Gee spoke with the New York Post, alleging that in 2011 she went to Robert Klug, her supervisor on CBS Evening News, to discuss a dispute she was having with a video editor:
Klug, now 58, said “she should ‘have sex’ with [the] video editor who had been difficult to work with to ‘break the ice,’ ” according to court papers.
“I couldn’t believe that was his advice,” Gee said. “I was looking for help, and he looked at me like, ‘You don’t matter, and this is what you should do to make this guy like you.’ ”

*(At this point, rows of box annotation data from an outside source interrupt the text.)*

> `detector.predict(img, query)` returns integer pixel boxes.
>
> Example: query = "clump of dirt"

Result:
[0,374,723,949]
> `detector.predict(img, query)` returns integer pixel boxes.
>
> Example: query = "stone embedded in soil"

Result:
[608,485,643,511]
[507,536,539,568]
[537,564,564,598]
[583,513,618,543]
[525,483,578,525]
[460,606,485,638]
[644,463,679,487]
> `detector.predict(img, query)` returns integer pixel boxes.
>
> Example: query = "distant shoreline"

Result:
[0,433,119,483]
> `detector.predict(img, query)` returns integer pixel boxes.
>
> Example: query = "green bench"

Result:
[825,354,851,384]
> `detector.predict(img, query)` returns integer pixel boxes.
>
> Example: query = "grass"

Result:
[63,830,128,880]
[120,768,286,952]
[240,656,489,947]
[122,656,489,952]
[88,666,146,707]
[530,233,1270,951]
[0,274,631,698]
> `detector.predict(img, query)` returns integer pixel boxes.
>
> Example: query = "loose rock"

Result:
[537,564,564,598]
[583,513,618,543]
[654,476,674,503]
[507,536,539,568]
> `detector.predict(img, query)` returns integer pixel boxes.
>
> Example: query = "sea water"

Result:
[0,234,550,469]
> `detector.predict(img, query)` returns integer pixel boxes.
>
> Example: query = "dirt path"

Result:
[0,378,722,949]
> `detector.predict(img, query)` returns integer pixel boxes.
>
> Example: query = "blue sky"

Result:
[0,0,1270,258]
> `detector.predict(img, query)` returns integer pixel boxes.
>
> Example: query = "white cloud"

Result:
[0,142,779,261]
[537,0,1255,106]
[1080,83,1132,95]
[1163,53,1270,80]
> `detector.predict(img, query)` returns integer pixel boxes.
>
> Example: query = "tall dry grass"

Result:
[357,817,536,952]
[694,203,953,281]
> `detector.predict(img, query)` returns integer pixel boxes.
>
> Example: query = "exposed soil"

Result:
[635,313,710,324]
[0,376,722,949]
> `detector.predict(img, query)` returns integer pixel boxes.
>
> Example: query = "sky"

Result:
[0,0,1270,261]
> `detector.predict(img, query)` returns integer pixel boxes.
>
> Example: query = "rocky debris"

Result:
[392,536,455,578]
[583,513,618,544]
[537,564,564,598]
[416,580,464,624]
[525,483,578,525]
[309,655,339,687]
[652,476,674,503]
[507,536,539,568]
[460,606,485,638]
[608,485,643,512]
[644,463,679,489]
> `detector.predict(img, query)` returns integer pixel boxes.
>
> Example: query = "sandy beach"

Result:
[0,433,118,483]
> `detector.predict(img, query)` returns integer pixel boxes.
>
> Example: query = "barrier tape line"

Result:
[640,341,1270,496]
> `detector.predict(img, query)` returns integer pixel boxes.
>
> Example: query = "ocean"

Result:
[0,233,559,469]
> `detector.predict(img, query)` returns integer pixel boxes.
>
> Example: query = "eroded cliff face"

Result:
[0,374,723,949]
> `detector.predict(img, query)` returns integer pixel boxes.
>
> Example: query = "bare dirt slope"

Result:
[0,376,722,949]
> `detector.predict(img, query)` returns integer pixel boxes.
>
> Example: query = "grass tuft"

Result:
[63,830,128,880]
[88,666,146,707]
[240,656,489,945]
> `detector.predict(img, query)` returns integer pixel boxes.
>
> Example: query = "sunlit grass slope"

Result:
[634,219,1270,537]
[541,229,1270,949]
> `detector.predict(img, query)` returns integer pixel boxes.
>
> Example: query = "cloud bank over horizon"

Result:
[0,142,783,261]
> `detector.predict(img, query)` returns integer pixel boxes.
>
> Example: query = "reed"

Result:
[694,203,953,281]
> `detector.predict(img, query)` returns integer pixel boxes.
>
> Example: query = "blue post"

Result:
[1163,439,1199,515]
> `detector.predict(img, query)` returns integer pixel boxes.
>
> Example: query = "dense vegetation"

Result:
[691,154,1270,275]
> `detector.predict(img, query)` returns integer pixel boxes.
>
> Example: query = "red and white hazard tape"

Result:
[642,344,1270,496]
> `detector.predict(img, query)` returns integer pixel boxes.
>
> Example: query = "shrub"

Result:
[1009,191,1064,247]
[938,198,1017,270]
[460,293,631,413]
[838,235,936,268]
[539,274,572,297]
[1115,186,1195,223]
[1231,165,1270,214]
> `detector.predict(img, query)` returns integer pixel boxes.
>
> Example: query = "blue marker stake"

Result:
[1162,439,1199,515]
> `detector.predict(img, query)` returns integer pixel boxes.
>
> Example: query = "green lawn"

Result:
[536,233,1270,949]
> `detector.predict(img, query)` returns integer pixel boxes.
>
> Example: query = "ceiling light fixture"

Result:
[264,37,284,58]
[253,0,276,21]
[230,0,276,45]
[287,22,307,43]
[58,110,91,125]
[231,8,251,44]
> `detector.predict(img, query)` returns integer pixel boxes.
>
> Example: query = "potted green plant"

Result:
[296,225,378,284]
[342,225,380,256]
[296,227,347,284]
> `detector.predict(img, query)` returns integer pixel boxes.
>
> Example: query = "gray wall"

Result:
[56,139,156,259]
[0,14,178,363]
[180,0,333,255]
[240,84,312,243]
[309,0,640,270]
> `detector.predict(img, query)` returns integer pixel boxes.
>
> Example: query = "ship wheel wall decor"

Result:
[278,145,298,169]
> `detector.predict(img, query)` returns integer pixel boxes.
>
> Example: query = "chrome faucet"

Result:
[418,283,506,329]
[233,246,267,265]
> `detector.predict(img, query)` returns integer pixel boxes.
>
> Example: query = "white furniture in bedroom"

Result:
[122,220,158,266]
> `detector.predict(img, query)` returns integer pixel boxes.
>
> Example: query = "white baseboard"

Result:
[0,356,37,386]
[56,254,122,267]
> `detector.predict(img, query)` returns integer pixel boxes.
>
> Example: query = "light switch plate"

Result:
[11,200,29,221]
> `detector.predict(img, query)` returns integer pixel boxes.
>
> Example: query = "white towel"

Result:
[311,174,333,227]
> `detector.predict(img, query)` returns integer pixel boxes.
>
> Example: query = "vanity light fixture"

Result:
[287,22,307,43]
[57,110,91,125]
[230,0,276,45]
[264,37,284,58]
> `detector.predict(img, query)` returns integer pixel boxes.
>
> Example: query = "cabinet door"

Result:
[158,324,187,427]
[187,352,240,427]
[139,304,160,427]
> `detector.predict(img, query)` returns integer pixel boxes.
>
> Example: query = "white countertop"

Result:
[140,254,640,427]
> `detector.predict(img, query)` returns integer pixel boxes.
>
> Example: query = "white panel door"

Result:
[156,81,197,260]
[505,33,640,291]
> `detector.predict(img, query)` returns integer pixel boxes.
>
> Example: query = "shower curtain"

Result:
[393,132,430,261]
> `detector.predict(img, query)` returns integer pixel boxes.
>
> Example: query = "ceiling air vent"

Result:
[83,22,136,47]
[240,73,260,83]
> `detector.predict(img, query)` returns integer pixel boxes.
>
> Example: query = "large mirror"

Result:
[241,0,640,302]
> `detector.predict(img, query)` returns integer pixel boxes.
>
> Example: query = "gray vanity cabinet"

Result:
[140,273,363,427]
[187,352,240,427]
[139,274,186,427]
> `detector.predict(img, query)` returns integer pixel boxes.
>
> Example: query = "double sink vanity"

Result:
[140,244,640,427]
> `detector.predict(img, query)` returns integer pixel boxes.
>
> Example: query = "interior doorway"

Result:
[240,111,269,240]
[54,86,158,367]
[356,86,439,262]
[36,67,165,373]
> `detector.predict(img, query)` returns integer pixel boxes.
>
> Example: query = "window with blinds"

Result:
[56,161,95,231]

Gee went to an executive producer to discuss the incident, but “nothing was done.” In 2015, Gee filed a formal complaint with CBS, citing this and other offenses she says were sexist, after which Gee was then demoted to working on the weekend newscast. The network explained the demotion as punishment for “behavioral problems,” but she says she’d never been notified of any issues prior to the demotion.
CBS has denied Gee’s allegations:
A CBS spokeswoman called Gee’s allegations “wholly without merit, including those directed toward Mr. Klug.”
“Contrary to those allegations, Ms. Gee was treated in a nondiscriminatory and nonretaliatory manner,” the spokeswoman said.
Gee eventually quit and went to work elsewhere in television. Her suit is seeking unspecified damages.
“All I wanted was the same opportunities that were being given to the men. In my nearly 20 years at CBS, I never saw a female director direct the evening news,” she said.